Coming up to the cottage we had a view of Mrs. Fyne inside still sitting in the strong light at the round table with folded arms. It looked as though she had not moved her very head by as much as an inch since we went away. She was amazing in a sort of unsubtle way; crudely amazing — I thought. Why crudely? I don’t know. Perhaps because I saw her then in a crude light. I mean this materially — in the light of an unshaded lamp. Our mental conclusions depend so much on momentary physical sensations — don’t they? If the lamp had been shaded I should perhaps have gone home after expressing politely my concern at the Fynes’ unpleasant predicament.
Losing a girl-friend in that manner is unpleasant. It is also mysterious. So mysterious that a certain mystery attaches to the people to whom such a thing does happen. Moreover I had never really understood the Fynes; he with his solemnity which extended to the very eating of bread and butter; she with that air of detachment and resolution in breasting the common-place current of their unexciting life, in which the cutting of bread and butter appeared to me, by a long way, the most dangerous episode. Sometimes I amused myself by supposing that to their minds this world of ours must be wearing a perfectly overwhelming aspect, and that their heads contained respectively awfully serious and extremely desperate thoughts — and trying to imagine what an exciting time they must be having of it in the inscrutable depths of their being. This last was difficult to a volatile person (I am sure that to the Fynes I was a volatile person) and the amusement in itself was not very great; but still — in the country — away from all mental stimulants! . . . My efforts had invested them with a sort of amusing profundity.

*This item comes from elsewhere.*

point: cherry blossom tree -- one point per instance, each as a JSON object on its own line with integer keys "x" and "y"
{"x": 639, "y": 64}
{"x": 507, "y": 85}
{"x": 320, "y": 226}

But when Fyne and I got back into the room, then in the searching, domestic, glare of the lamp, inimical to the play of fancy, I saw these two stripped of every vesture it had amused me to put on them for fun. Queer enough they were. Is there a human being that isn’t that — more or less secretly? But whatever their secret, it was manifest to me that it was neither subtle nor profound. They were a good, stupid, earnest couple and very much bothered. They were that — with the usual unshaded crudity of average people. There was nothing in them that the lamplight might not touch without the slightest risk of indiscretion.